Size beni çok etkileyen bir anımı aktarmak istiyorum. Yıl 2003 veya 2004, Aydın'da fuarlar yapıyordum. Alan yokluğundan 3000 m² devasa çadır kurup içerisinde düzenliyordum. O dönemin Aydın Belediye Başkanı rahmetli İlhami Ortekin beni çağırıp Aydın Tekstil Fabrikası'nı gezip oranın bir fuar alanı olup olamayacağına dair benden bir rapor istemişti. Bir görevli ile birlikte gittik. Gözlerime inanamadım, devasa bir fabrika, bir çok makina hatta askıda işçi ceketi dahi duruyordu. Görevli büyükçe bir alandaki makinaları gösterip; "bunlar yeni ve son teknoloji, daha birkaç sene önce alındı" dedi. İnanamadım! Sonra çok daha acı bir şey anlattı. Fabrikayı tamamen kapatabilmek için son kalan bekçilerin tazminatlarının ödenmesi ve işten çıkışlarının yapılması gerekiyormuş. Ve bu paraları Avrupa Birliği fonları ödemiş... Aynı durum bizim Sümerbank'ımız için de geçerli bildiğim kadarıyla.
Ne acı!
En yoğun devlet mallarının satıldığı AK Parti dönemidir. Telekom'dan Tüpraş'a, limanlarımızdan, Tekel' e kadar... Satılan kamu mallarının %88'i Ak Parti döneminde gerçekleşti.
Ak Partili Maliye Bakanı Kemal Unakıtan'ı hatırlayanlar vardır. Size birkaç cümlesini aktarayım;
-"Yakında Sümerbank tarihten siliniyor artık, bitirdik. Elinde bir şey kalmadığı gibi ismini de kaldırıyoruz. İsim hakkını satarız o başka. Sümerbank, Karadeniz Bakır, SEKA gibi işletmelerin hepsinin bir ad altında toplanacağız ve bitirileceğiz."

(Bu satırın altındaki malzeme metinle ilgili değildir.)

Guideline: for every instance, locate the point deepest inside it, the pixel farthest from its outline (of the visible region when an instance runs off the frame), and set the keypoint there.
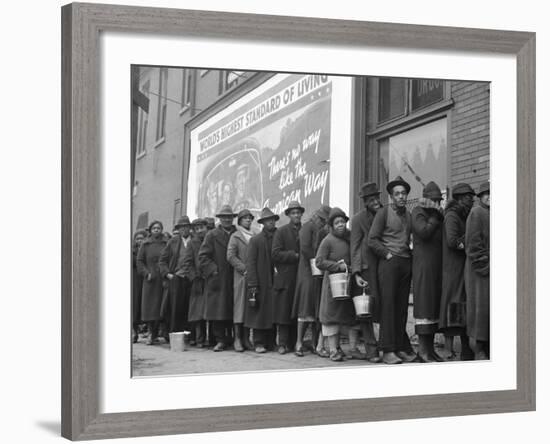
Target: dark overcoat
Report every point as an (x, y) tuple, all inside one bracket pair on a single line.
[(307, 295), (476, 273), (259, 272), (137, 288), (285, 254), (452, 313), (197, 299), (168, 261), (363, 259), (332, 250), (218, 274), (148, 264), (427, 224), (236, 255)]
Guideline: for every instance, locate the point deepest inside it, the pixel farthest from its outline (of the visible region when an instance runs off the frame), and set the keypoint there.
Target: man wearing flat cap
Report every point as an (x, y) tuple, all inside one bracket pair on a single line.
[(172, 270), (237, 251), (452, 313), (196, 295), (218, 274), (307, 296), (476, 273), (364, 262), (286, 255), (259, 314), (389, 238)]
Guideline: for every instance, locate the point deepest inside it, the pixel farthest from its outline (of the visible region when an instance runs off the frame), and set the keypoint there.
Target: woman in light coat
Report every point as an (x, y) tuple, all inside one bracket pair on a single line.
[(237, 250)]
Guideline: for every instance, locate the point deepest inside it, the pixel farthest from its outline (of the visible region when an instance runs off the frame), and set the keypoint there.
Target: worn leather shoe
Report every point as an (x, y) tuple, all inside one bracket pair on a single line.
[(220, 346), (391, 358), (407, 356)]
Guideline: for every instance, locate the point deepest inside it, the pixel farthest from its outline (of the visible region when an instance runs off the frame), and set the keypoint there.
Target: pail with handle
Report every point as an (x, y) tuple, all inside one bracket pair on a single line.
[(339, 284), (179, 340), (314, 270), (364, 305)]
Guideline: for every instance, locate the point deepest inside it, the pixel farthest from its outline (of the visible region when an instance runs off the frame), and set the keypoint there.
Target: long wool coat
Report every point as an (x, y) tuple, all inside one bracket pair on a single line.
[(307, 294), (197, 299), (137, 288), (218, 274), (331, 250), (259, 274), (236, 255), (285, 255), (452, 314), (477, 273), (427, 224), (363, 259), (148, 263)]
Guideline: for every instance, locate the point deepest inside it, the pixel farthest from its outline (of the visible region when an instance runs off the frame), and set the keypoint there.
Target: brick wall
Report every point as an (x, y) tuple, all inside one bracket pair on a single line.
[(470, 129)]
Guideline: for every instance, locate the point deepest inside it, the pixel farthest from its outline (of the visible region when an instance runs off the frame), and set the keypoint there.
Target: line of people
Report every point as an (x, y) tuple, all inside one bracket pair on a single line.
[(231, 285)]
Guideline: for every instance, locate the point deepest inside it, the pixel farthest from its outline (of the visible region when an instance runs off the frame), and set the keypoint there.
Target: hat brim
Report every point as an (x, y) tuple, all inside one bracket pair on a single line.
[(395, 183), (363, 195), (275, 216), (234, 215), (288, 210)]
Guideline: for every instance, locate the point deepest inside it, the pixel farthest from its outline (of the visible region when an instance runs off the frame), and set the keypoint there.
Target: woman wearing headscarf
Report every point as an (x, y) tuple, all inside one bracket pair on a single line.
[(237, 250), (306, 297), (334, 256), (137, 284), (427, 227), (148, 266)]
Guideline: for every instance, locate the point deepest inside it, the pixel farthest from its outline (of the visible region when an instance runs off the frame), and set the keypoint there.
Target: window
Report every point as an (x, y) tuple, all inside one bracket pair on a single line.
[(229, 79), (425, 92), (186, 88), (143, 122), (391, 98), (418, 155), (162, 104)]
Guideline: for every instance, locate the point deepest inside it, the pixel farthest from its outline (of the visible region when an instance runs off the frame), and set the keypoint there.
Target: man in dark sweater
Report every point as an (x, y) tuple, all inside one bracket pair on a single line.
[(389, 238)]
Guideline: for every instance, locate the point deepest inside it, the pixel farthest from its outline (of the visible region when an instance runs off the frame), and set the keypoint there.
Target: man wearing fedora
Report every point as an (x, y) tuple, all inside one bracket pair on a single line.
[(389, 238), (237, 251), (476, 274), (218, 274), (196, 294), (286, 255), (452, 313), (259, 276), (172, 270), (364, 263)]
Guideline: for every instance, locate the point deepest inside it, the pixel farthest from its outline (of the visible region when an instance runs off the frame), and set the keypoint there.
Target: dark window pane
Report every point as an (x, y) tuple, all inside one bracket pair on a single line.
[(391, 98), (426, 92)]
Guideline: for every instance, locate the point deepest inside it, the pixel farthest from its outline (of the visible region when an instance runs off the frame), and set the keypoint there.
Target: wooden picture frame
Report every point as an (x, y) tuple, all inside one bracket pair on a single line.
[(81, 26)]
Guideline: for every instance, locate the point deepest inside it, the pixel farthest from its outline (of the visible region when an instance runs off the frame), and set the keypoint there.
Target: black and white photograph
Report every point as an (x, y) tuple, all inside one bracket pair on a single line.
[(285, 221)]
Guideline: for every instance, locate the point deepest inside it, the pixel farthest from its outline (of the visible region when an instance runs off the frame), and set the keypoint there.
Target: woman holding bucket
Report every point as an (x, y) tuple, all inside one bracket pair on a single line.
[(333, 257)]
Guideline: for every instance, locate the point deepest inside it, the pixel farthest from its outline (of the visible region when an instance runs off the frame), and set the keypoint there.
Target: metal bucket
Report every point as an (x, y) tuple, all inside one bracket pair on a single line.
[(179, 341), (314, 270), (364, 305), (339, 285)]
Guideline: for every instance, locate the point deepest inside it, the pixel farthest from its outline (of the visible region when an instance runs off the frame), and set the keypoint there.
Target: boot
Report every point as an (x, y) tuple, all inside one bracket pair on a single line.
[(246, 339), (237, 344), (466, 353), (425, 345)]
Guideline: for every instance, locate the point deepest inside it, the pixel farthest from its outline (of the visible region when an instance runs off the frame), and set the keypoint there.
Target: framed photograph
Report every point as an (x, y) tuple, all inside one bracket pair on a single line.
[(217, 170)]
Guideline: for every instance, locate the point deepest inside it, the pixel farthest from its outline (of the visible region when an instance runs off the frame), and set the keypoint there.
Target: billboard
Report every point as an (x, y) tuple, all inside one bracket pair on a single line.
[(268, 148)]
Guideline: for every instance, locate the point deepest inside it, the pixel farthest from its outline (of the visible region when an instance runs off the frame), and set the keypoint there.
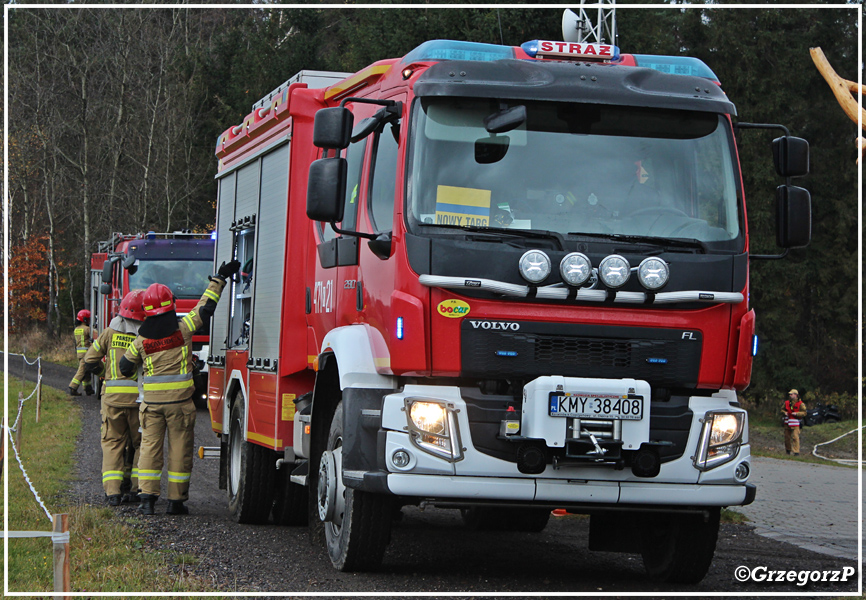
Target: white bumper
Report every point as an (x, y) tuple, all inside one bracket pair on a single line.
[(474, 475)]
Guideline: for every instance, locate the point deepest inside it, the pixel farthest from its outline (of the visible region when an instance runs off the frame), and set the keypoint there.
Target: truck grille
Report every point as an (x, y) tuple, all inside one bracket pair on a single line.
[(660, 356)]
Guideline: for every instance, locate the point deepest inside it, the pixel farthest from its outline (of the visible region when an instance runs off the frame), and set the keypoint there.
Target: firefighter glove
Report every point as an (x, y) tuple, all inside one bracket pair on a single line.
[(226, 270)]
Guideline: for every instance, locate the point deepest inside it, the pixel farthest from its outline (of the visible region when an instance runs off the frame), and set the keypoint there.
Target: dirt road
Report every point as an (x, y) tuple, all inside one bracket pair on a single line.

-"Efendim kár edeni de satıyorsunuz, zarar edeni de satıyorsunuz) Satacağız tabii. Kar edeni de satacağız, zarar edeni de satacağız. Neden? Devlet sanayici olmaz, ondan. Devlet ekonomik faaliyette bulunamaz ondan. Bu bir prensip meselesidir, ilke meselesidir, politika meselesidir. Bizim hükümetimizin politikası bu. Sevenlere de söylüyorum, sevmeyenlere de söylüyorum. Herkes hesabını buna göre yapsın."
"Babalar gibi satarız."
“Ne banka bırakacağız,
ne fabrika,
ne de işletme!
Liman da bırakmayacağız! Hepsini satacağız!

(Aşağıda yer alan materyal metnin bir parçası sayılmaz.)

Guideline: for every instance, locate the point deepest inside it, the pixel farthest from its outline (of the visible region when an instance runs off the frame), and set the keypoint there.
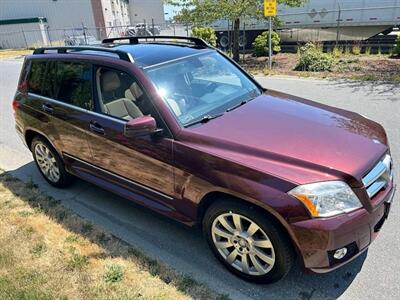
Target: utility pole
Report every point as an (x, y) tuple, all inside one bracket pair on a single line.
[(338, 24), (270, 44), (270, 9)]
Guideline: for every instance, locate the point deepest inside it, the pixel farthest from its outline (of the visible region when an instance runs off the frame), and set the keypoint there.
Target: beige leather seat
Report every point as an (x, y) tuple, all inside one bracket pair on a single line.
[(123, 108)]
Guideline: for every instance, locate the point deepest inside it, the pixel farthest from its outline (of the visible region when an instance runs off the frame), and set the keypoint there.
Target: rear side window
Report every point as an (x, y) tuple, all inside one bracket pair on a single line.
[(36, 77), (70, 82)]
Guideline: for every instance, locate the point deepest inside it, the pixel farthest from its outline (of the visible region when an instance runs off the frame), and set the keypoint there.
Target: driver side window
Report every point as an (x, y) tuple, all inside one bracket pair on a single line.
[(120, 95)]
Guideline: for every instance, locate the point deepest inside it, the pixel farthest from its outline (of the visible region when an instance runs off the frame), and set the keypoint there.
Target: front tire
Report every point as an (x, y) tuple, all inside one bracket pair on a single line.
[(248, 242), (49, 163)]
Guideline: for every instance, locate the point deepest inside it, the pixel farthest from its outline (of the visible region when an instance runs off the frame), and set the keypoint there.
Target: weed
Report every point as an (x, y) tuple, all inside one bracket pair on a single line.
[(87, 228), (38, 249), (25, 213), (30, 184), (356, 50), (73, 238), (103, 238), (114, 273), (6, 258), (77, 262), (186, 283)]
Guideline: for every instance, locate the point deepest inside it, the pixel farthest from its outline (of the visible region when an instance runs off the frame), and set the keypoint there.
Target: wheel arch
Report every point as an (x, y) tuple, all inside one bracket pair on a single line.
[(30, 134), (214, 196)]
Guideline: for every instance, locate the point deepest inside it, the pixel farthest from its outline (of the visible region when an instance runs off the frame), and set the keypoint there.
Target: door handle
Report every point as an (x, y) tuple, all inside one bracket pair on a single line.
[(96, 127), (47, 108)]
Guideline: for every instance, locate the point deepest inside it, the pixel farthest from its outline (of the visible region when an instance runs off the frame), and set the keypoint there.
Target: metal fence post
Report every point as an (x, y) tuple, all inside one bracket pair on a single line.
[(24, 36)]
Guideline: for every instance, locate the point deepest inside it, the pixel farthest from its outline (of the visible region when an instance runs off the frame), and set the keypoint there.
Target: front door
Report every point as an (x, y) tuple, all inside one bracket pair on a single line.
[(143, 162)]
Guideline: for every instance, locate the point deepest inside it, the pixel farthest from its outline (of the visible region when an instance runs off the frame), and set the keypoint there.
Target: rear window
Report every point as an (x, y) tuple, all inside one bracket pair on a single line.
[(69, 82), (36, 77)]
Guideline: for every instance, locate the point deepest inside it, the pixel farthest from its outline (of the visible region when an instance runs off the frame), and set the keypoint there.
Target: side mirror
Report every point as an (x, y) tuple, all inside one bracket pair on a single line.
[(140, 126)]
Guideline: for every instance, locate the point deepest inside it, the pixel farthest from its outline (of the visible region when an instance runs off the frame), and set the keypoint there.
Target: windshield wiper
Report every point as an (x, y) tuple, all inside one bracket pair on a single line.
[(239, 104), (204, 119)]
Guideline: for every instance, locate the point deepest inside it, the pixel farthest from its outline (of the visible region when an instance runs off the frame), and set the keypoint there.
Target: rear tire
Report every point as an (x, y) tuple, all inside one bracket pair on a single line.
[(49, 163), (248, 242)]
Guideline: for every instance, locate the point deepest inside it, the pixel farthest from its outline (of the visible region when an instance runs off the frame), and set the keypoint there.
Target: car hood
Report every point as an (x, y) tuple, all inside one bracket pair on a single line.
[(294, 138)]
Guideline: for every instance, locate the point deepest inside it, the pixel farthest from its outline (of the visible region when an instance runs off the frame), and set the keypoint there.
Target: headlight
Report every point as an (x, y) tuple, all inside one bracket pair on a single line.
[(326, 199)]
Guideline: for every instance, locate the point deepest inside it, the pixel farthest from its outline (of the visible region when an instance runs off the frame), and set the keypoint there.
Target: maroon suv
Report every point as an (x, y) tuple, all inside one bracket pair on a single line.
[(175, 125)]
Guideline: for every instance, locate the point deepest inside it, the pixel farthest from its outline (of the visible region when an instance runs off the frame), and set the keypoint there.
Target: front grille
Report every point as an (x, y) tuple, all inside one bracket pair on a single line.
[(379, 177)]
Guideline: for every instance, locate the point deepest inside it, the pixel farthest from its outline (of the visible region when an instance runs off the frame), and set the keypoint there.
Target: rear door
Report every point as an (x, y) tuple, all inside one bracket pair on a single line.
[(66, 99)]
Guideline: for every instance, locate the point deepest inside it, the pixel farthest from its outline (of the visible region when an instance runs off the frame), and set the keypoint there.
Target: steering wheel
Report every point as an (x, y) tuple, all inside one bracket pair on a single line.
[(210, 87)]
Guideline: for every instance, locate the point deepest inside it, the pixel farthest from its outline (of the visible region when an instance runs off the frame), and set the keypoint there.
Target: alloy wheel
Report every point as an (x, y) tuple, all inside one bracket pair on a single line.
[(243, 244), (47, 162)]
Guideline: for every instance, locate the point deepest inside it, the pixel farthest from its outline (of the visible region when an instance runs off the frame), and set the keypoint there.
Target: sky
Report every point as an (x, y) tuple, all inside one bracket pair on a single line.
[(171, 10)]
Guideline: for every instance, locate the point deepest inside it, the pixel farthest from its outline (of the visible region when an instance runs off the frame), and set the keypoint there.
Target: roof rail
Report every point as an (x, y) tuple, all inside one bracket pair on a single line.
[(135, 39), (121, 54)]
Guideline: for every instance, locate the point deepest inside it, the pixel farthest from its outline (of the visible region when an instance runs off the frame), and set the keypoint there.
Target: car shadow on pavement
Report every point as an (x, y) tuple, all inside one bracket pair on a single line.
[(389, 89), (179, 246)]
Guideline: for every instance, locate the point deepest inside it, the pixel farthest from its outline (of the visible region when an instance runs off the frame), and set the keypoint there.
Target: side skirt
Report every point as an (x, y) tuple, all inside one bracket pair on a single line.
[(136, 192)]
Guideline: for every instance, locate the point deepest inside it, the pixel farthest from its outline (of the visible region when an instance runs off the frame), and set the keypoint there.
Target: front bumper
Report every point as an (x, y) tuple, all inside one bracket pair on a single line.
[(317, 239)]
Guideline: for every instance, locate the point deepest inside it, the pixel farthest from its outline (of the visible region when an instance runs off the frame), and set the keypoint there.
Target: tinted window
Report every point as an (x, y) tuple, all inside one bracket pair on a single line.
[(36, 77), (70, 82), (120, 95)]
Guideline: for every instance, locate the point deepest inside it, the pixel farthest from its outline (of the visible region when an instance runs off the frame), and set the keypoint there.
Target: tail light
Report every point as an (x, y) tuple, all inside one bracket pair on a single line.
[(15, 105)]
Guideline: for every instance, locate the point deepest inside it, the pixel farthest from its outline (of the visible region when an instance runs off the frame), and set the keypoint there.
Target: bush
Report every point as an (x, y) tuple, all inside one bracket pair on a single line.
[(396, 50), (337, 52), (356, 50), (260, 44), (314, 59), (205, 33)]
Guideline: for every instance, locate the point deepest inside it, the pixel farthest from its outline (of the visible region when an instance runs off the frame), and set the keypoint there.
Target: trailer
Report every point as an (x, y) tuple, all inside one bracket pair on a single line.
[(322, 21)]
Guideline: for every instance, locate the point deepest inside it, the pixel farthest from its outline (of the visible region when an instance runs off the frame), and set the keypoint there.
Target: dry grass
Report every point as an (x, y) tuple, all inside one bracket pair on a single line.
[(48, 252), (13, 53)]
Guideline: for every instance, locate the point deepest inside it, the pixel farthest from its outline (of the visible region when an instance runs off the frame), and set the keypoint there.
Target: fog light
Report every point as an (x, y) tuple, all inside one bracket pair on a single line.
[(340, 253)]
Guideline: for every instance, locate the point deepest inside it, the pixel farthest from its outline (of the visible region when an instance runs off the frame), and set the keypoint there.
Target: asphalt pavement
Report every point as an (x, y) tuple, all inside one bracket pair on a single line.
[(374, 275)]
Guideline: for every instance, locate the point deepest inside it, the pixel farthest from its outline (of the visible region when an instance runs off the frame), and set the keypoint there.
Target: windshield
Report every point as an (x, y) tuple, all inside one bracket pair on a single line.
[(201, 86)]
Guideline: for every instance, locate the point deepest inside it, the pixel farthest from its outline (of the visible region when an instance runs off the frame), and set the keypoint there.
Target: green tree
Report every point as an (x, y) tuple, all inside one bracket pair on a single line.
[(397, 47), (200, 12), (205, 33), (261, 46)]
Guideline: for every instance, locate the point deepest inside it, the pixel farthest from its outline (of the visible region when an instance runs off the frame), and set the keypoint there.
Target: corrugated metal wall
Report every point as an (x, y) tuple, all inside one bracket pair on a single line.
[(59, 13), (146, 10)]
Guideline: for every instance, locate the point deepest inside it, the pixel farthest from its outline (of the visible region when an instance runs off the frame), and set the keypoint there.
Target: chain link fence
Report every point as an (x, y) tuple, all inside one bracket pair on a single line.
[(43, 35)]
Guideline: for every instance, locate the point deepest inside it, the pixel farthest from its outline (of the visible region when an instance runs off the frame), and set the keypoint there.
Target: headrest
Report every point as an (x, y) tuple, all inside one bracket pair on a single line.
[(134, 92), (110, 81)]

Köylü üretimden, işçi sanayiden koparıldı.
Şehir, üretimle değil; hizmetle, borçla ve güvencesizlikle büyüdü.
Bugün şehirlerde yaşanan yoksulluk, güvencesizlik ve köksüzlük tesadüf değil. Bunlar yanlış tercihlerin değil, bilinçli bir ekonomik tasarımın sonucudur. Ama biz bu tasarımı konuşmak yerine sürekli sonuçlarla oyalanıyoruz.
Ama üretimi, emeği ve yaşamı piyasanın dışına iten sistemi konuşmuyoruz.
Oysa hangi hayatların mümkün, hangilerinin imkânsız olacağı çoktan belirlenmiş durumda. Ve bu belirleme, yıllardır “medeniyet” etiketiyle önümüze konuyor.
Bunu fark etmeden yapılan her tartışma eksik kalır.
Eksik kalan her tartışma da bizi aynı yere geri getirir.
Bana göre de en büyük hainlik; yaralı, yorgun, savaştan çıkmış cumhuriyetin alın teri ile kurduklarını gözünü kırpmadan yok etmektir.